Kirkus Reviews QR Code
THIS IS HOW by M.J. Hyland

THIS IS HOW

by M.J. Hyland

Pub Date: Aug. 1st, 2009
ISBN: 978-0-8021-7062-0
Publisher: Black Cat/Grove

Solitary young man descends into a prison of his own making in this bleak tale from Booker-nominated Hyland (Carry Me Down, 2006, etc.).

Protagonist and narrator Patrick Oxtoby, 23, is a failed university student who has recently been dumped by his fiancée Sarah and subsequently moved to a lonely seacoast village.
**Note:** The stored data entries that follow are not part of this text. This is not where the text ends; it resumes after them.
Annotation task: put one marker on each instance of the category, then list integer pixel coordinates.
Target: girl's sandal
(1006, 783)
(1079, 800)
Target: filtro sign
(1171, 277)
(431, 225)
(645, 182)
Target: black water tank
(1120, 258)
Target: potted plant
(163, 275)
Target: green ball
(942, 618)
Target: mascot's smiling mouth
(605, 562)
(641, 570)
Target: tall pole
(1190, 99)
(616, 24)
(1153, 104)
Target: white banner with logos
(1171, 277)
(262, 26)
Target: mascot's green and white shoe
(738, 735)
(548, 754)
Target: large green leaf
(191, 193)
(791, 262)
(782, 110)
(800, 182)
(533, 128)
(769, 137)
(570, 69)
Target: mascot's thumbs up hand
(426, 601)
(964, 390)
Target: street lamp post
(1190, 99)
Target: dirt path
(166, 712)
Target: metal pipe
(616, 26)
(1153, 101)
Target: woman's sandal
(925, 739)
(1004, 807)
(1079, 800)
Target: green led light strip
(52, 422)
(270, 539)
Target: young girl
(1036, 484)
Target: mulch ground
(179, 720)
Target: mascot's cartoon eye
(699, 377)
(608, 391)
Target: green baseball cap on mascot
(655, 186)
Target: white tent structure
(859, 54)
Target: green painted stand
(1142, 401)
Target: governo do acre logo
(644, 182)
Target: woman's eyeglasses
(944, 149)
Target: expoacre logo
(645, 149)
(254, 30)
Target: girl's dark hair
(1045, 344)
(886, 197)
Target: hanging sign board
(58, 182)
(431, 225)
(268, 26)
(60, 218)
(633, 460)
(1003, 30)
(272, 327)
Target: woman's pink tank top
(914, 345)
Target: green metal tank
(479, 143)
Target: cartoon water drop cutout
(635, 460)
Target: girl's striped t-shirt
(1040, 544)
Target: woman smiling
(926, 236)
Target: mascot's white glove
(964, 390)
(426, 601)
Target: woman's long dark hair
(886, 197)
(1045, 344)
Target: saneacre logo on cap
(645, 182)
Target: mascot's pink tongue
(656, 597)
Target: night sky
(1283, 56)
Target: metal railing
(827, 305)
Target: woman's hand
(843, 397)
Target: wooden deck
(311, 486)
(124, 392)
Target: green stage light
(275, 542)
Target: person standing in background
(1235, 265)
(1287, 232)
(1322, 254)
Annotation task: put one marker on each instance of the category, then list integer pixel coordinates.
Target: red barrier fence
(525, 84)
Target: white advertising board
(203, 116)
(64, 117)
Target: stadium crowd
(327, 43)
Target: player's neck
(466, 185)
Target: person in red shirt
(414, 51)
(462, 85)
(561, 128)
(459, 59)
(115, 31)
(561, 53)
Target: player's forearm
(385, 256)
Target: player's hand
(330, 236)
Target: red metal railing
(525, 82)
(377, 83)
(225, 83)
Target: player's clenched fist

Only partially registering the life around him, Patrick finds lodgings at a young widow’s boarding house and parlays his almost instinctive mechanical skills into a job at an auto-body shop. But he never frees himself from inchoate memories of a troubled childhood and some unspecified emotional trauma suffered as a teenager. He finds little solace in promised intimacy with an attractive waitress and keeps his distance from the abrasive camaraderie of fellow male boarders. Then, without ever quite knowing why, Patrick commits a brutally violent act; he is immediately apprehended and imprisoned pending trial. The novel’s second half details his withdrawal from (predictable) threats lurking in his new environment, as Patrick tries and fails to make his stunned parents, a compassionate doctor and the sexual predators around every corner in jail understand him better than he understands himself. Hyland brilliantly creates and sustains a mood of unrelieved bafflement and tension. But she neglects to make Patrick sympathetic, or even credible. The idea of an unexplained, perhaps inexplicable crime recalls The Stranger, but this redundant and slow-moving tale lacks its predecessor’s introspective richness. Two wonderful segments—Patrick’s plaintive letter begging his parents to visit, and an unexpected meeting with the elderly couple whose lives he has ruined—amount, alas, to too little too late.